When we were young, we made so many things important that weren’t. Today, we mind our own business, and the business that is ours together we don’t take so seriously. On a day-to-day basis, that sure makes getting along a lot easier.

Only with equanimity can we see that everything that comes into our circle has come to teach us what we need to know.

Pema Chödrön, Comfortable with Uncertainty, p. 62

Butterflies and Minding My Manners

Yesterday, my husband and I went on an impromptu hike up in the mountains. We came across a flock of monarch butterflies and one species I wasn’t familiar with, a kind of tiger butterfly in tawny spotted golds and browns. It was a shy butterfly and kept its distance, unlike the others that fed on flowers without a care for our presence. This shy one fluttered farther away as I approached until it disappeared and didn’t come back. I regretted disturbing her meal.

I was glad to be wearing my new, sturdy hiking boots on this rocky and sometimes muddy trail. We climbed to the top, and as we descended, we met a family of three, a mother, father, and a young boy climbing up the way we had just come. I noticed the father and mother were wearing flip-flops. At least the boy had on sneakers. I almost exclaimed aloud — you’re hiking in sandals? But I didn’t, thank goodness. My better angels stopped my tongue. As the family passed and I held my tongue, I thanked my wisdom in keeping my thoughts to myself. Instead, I prayed that none of them suffered a twisted ankle or stubbed toe and experienced nothing other than very dirty if perhaps sore feet at the end of the trail.

In the past, I would have said something, having not yet learned my manners. I am grateful for lessons learned. I am thankful I can mind my own business these days.

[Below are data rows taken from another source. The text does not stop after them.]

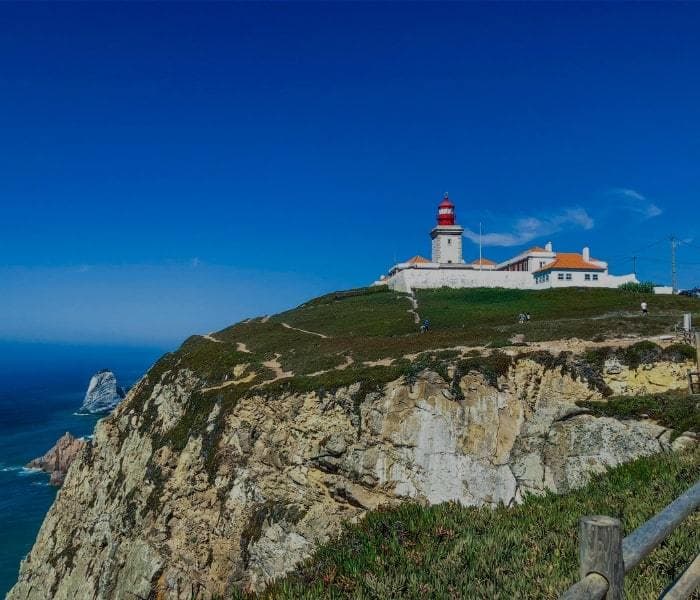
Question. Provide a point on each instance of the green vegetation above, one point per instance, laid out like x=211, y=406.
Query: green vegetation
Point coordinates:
x=643, y=287
x=333, y=342
x=529, y=551
x=367, y=312
x=676, y=410
x=641, y=353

And I’m still sorry I scared away that butterfly.

She was a great spangled fritillary butterfly.

Practice Patience

Patience. It is difficult to practice it. We want what we want when we want it. Waiting squeezes our immature hearts. The fist of uncertainty complains that it wants answers, resolutions, compliance, and peace immediately.

But the practice of waiting is good for us. Waiting patiently for the changes that take time, waiting for the seed to grow, for the time to be right, for the pendulum to swing. You can’t force time. You can try, but it usually results in cracked bones, broken hearts, and skewed psyches.

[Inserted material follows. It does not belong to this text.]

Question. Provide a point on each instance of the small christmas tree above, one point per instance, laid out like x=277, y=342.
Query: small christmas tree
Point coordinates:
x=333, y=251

I can patiently wait if I believe God has my best interests at heart. I can trust and have faith, saying, God’s got this. Trust Her timing. If the thing I am waiting for doesn’t come to fruition according to my dreams, I must accept God’s wisdom with grace, believing that my expectations were unhealthy. I can trust that whatever came to fruition was for my highest good, even disappointment. That’s difficult to swallow, difficult to accept, but when I do, I am more at peace with myself. I experience serenity.

Trust

Her

timing.

The dictionary defines patience as: “the capacity to accept or tolerate delay, trouble, or suffering without getting angry or upset.”

Without getting angry or upset. Wow, to have that grace and presence of mind. What serenity. What a gift I give to myself and those around me.

One day at a time, let me practice patience. For whatever I may be waiting to happen.

“Sometimes, emptiness is not vacancy, but rather a long gestation. Gestation by ego’s measure is often too long. But, by soul’s measure, the length of the waiting and making within, before what is being created shows on the outside, is ever just right.”